As of January 2012, it had captured nearly 1.5 million mentions of articles. The important part, as with so many things in life, comes down to how good the donuts are. Altmetric’s are very very good. It gives each article what it calls a donut score, as shown in this graphic:
Each article gets a score placed in the donut hole that indicates the article’s impact to date. Hovering over the score reveals further details. Through its reporting, you can see what kinds of attention the article is getting, where that attention is coming from geographically, and many other attributes. Below is a graphic with more detail on the score.
All of this is aimed at conveying just four important ideas: helping scientists understand which papers their peers think are interesting; quantify attention received; help publishers show their authors and readers the conversations sparked about the research; and to identify comments that require responses.

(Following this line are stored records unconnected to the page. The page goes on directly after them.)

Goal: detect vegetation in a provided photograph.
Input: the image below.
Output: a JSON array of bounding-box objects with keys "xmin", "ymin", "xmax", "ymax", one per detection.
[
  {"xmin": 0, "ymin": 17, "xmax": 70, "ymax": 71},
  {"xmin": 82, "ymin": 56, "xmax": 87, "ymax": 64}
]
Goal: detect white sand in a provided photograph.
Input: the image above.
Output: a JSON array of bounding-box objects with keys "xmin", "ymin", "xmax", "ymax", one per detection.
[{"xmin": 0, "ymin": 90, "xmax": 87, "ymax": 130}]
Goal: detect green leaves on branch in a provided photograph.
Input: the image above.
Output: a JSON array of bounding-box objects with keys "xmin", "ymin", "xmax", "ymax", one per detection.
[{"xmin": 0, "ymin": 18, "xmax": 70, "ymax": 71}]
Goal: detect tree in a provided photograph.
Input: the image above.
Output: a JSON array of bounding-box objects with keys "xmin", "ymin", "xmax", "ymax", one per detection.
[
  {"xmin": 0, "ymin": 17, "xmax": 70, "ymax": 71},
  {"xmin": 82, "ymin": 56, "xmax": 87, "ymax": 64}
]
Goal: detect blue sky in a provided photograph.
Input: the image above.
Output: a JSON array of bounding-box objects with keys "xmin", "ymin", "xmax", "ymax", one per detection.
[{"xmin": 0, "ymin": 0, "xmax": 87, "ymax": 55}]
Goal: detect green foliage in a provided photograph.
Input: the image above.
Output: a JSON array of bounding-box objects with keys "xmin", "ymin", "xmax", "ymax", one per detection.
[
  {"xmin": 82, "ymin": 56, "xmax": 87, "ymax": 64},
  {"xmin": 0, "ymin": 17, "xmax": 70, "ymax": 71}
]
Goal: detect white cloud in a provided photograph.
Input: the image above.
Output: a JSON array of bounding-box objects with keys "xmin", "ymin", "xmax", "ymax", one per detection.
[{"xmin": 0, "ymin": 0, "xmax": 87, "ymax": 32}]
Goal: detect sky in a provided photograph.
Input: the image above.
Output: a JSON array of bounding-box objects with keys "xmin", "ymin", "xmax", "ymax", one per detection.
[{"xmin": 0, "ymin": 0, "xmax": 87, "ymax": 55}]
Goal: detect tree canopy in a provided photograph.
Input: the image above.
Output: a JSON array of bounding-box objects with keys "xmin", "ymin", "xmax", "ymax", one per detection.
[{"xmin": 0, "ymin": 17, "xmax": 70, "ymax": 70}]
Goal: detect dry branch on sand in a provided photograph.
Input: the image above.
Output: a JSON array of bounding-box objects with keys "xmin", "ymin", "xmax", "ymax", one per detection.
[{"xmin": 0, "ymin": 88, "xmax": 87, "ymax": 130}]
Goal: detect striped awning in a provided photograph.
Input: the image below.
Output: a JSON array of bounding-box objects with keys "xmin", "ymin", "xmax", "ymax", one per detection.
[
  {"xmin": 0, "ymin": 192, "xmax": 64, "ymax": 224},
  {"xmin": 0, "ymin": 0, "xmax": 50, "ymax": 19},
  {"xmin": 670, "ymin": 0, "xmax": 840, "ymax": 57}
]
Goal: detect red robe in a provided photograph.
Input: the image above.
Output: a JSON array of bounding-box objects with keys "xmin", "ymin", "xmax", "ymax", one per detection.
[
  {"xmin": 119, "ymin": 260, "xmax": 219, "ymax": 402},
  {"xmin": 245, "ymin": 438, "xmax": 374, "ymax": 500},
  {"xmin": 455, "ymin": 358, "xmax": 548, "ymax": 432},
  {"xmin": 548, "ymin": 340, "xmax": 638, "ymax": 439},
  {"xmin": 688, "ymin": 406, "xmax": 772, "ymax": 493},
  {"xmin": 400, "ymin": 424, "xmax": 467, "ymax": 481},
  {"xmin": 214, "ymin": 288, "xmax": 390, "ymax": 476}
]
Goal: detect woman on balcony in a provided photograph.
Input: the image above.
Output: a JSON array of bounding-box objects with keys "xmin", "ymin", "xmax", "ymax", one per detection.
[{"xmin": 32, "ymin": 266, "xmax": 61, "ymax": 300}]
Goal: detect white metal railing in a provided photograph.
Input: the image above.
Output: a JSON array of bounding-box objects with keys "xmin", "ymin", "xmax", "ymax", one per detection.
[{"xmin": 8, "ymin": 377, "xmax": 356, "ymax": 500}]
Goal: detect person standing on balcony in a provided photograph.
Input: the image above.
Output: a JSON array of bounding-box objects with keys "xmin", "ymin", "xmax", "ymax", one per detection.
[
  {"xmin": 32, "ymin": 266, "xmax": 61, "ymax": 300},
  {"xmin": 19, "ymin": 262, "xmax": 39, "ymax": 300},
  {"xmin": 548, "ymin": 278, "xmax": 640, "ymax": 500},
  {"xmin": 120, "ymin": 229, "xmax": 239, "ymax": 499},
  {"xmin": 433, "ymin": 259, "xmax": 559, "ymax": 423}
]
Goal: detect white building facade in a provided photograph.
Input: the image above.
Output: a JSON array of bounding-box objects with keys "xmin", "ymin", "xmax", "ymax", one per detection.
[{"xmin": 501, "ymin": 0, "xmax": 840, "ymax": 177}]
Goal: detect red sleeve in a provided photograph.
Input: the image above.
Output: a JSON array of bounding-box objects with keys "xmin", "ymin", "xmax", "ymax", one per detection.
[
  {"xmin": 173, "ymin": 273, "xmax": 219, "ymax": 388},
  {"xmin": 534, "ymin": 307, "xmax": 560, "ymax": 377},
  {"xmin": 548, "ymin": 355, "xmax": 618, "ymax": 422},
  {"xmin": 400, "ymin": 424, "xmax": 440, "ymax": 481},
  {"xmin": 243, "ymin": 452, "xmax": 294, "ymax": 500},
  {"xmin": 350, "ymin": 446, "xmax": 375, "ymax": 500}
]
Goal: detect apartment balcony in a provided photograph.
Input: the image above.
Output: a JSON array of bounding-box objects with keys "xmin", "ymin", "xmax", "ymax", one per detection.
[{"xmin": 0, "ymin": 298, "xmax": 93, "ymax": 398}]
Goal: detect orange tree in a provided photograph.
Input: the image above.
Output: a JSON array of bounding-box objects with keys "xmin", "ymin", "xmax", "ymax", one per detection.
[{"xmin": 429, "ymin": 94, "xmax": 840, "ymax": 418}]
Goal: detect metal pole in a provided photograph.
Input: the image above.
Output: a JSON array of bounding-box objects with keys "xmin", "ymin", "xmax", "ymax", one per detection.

ameinfo.com, a business journal in the Middle East, gave an overview of what London-based Altmetrics does for scientific publishers,
“Paul Coyne, Technical Systems Director at QScience, said, “The availability of altmetrics for QScience.com articles is an important step forward for research publishing in the region. The discovery and sharing of research papers has moved to the online environment and I believe that we have a duty of care to our authors and their funders to measure, as comprehensively as possible, the impact of the papers that we publish on their behalf. Our partnership with Altmetric.com helps us to do that.”
Use of the Altmetric API and data are free for nonprofit purposes provided Altmetrics is cited as the source; they require a license fee for commercial uses.